[0044] Example 1
[0045] Below, reference Figure 1 to 3 An embodiment of the data quality monitoring method of the present invention will be described.
[0046] figure 1 A flowchart of an example of a data quality monitoring method of the present invention. like figure 1 As shown, the method includes the following steps.
[0047] Step S101, create a data quality monitoring task, and the monitoring task information is stored in the document type database, the monitoring task information includes monitoring configuration information and alarm configuration information.
[0048] Step S102, submit the monitoring task to a cluster-based data warehouse to monitor data in a data warehouse in offline.
[0049] Step S103, the monitoring result obtained by the monitoring task is processed in the relational database after processing the corresponding monitoring task information.
[0050] In step S104, the relational database is detected, and the alarm is performed according to the detection result, the detection result includes the monitoring result obtained by the monitoring task and the alarm configuration information.
[0051] In this example, the method is used to monitor the data quality of the offline data warehouse.
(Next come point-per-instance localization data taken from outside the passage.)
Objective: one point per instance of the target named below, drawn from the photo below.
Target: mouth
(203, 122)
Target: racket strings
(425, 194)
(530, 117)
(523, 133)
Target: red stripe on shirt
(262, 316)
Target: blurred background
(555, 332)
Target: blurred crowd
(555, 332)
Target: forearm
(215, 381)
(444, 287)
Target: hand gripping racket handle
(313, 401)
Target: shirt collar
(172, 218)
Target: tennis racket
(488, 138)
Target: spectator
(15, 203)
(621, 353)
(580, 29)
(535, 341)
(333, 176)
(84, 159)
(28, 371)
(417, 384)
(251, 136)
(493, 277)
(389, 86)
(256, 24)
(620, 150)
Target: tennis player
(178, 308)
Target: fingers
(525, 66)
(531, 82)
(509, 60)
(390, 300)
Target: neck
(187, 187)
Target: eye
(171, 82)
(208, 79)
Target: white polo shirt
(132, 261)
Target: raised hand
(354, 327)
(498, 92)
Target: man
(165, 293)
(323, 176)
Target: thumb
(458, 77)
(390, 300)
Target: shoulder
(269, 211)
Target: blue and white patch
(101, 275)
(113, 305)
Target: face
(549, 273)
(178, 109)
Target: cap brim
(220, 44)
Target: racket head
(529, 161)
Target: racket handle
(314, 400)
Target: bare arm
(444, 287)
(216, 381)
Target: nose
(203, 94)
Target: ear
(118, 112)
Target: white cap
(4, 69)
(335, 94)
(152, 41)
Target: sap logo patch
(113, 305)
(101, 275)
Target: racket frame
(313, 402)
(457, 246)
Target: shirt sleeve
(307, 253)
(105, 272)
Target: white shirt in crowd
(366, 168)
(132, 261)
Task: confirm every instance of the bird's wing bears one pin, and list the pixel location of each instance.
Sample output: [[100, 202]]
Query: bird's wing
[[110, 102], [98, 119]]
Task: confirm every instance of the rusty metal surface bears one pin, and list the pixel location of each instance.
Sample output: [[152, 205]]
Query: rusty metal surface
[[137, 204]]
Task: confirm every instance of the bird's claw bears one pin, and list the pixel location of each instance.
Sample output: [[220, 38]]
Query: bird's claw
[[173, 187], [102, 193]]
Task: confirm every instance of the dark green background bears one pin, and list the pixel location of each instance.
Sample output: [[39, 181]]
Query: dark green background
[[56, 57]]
The method of the present invention will be more specifically described below.
[0052] First, in step S101, the data quality monitoring task is created, and the monitoring task information is stored in the document type database, which includes monitoring configuration information and alarm configuration information.
[0053] Specifically, create a data quality monitoring task, for example using the Pyspark program, the monitoring task is stored in the document type database through parameters, wherein the monitoring task information includes configuration information and alarm configuration information, etc., the document type database, for example, MongoDB database.
[0054] It should be noted that Pyspark is the API, Spark, provided by Spark for Python developers. Spark is a generic parallel framework for class Hadoop MapReduce for Ucberkeley AMP Lab (AMP Labs, California), in the present invention, refers to a Spark cluster.
[0055] Specifically, the data quality monitoring task includes monitoring content corresponding to data in a data warehouse in an offline state.
[0056] Further, the monitoring configuration information includes monitoring parameters, monitoring types, monitoring methods, and comparison thresholds, where the monitoring parameters include the name, field name, primary key repetitive, data consistency, and null rate. , Accuracy, volatility, etc., the monitoring type includes a type of detection corresponding to each monitoring parameter, which also includes timing monitoring, real-time monitoring, periodic monitoring of specific time intervals.
[0057] Specifically, the alarm configuration information includes alarm information corresponding to the data quality monitoring task, alarm mode, including a telephone alarm, SMS alarm, mail alarm, other social tool alarms, etc.
[0058] Thereby, the flexible configuration data quality monitoring task can be realized, and the monitoring tasks of the above flexible configuration can be enabled for the table, the accuracy, the empty value, the enumeration value, the reproducibility, the null value, and volatility. Monitoring, and then increase the diversity of monitoring types, and also monitoring data integrity, accuracy, and consistency monitoring.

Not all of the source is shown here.